A wxPython tool to visualize hitomezashi embroidery patterns
Hitomezashi is a form of embroidery where equally spaced vertical and horizontal running stitches are used to create patterns by their intersections on a grid. The variation in patterns arises from the offset of each running stitches, whether it starts with a section on the top or bottom of the fabric. Each of the two directions of stitches can thus be represented with a bitstring (0 for starting above the work, 1 for starting below); this visualization tool is meant to take pairs of bitstrings as input and visualize them.
- Selectable presets for the bitcodes or custom entry
- The Fibonacci-Pell snowflake
- The Thue-Morse sequence
- The Kolakoski sequence
- A random bitstring
- Customizable colors/styles for gridlines and stitches
- Bounded-region coloring
- Two-coloring of the regions bounded by stitches
- Coloration of closed loops by the depth of enclaves
- Add PNG and SVG export capabilities
- Fix the preset dialog (which goes weird from the second instantiation on)

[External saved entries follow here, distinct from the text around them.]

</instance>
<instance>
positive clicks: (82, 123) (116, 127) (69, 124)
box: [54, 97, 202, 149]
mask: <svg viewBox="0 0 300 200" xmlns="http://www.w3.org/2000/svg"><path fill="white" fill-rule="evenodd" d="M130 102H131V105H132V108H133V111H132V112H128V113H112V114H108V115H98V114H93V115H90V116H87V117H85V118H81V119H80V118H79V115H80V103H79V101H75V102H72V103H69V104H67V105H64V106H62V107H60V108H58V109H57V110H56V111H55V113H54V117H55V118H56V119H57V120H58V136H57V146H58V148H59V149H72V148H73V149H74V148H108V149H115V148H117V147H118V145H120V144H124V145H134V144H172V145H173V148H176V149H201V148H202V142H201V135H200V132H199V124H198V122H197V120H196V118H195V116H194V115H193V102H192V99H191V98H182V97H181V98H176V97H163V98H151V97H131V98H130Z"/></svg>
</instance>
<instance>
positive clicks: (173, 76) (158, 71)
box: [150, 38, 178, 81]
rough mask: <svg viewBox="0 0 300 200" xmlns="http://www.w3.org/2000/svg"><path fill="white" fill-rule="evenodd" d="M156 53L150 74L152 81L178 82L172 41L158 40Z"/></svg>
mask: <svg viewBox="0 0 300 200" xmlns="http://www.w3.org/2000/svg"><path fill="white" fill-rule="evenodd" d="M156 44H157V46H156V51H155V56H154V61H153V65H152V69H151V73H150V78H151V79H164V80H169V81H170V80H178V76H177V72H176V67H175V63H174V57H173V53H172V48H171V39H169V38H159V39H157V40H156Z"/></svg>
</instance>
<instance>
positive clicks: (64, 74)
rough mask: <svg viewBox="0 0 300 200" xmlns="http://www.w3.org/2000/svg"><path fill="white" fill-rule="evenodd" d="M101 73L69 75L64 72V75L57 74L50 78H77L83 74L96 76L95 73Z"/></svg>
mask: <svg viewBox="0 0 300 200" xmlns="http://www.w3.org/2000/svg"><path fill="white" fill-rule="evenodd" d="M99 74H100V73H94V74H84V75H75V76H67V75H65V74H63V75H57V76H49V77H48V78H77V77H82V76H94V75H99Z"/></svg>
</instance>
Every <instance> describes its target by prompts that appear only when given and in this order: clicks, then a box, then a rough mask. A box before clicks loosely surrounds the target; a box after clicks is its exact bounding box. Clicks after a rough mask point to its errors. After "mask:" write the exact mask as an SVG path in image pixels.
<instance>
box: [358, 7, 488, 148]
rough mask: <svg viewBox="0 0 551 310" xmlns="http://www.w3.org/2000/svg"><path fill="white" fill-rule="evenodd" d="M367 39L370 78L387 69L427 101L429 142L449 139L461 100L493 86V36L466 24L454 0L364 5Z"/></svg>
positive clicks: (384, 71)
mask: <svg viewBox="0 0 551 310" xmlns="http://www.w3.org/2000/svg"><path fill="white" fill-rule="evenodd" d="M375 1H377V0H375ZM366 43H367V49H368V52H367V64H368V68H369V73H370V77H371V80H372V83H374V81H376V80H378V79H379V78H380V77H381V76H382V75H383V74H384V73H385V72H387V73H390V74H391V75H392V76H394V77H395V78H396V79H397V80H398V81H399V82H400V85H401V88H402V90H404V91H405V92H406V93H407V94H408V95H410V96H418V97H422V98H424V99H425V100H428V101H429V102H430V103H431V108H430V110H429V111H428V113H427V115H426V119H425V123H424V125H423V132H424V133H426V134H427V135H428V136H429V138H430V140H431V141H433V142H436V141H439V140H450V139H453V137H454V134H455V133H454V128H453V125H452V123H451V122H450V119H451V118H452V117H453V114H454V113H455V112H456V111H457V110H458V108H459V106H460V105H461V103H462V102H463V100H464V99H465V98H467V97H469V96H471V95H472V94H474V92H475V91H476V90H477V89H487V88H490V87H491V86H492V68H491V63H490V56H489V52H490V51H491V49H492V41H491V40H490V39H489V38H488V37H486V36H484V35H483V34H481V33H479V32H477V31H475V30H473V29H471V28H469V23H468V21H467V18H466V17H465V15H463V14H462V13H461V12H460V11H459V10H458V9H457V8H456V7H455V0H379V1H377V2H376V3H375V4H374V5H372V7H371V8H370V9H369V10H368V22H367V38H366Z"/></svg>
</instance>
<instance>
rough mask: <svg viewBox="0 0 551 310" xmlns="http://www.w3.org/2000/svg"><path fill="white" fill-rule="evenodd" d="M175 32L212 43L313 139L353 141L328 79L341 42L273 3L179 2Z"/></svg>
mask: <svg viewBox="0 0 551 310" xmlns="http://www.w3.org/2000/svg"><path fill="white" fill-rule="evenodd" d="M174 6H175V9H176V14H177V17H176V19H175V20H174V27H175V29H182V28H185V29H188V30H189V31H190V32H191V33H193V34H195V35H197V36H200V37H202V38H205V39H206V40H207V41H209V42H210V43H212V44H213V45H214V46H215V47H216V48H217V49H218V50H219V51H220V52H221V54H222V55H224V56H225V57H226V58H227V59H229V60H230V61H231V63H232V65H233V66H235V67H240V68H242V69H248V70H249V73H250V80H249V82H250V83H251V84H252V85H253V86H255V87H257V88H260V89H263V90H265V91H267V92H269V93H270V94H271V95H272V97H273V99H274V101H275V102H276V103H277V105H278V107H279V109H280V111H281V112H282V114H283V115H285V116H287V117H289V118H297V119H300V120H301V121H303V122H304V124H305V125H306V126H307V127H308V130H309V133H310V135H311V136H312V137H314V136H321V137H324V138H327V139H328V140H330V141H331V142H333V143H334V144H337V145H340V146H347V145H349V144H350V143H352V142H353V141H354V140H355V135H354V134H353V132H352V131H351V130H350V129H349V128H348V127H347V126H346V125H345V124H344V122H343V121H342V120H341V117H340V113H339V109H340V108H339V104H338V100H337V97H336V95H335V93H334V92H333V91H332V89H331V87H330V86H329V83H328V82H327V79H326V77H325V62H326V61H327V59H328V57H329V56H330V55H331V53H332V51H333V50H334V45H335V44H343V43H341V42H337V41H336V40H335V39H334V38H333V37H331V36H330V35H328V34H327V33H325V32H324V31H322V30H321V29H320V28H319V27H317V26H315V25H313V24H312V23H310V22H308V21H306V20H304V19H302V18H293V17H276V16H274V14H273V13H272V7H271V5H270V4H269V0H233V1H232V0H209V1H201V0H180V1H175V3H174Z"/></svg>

If you ask this tool to do impossible or stupid things, it will try its best to do them with no particular regard for the scope of the job. On a sensible OS it probably can't do much damage, but it will use whatever CPU, memory, and other resources it thinks it needs for the task. So, for instance, if you ask for an order-10 Fibonacci-Pell snowflake with enclave-coloration, it will (a) thrash violently for days on end calculating the enclave coloration on a 4756-by-4756 grid, and (b) try to draw it, which on any reasonable screen resolution will be indistinguishable from a black square.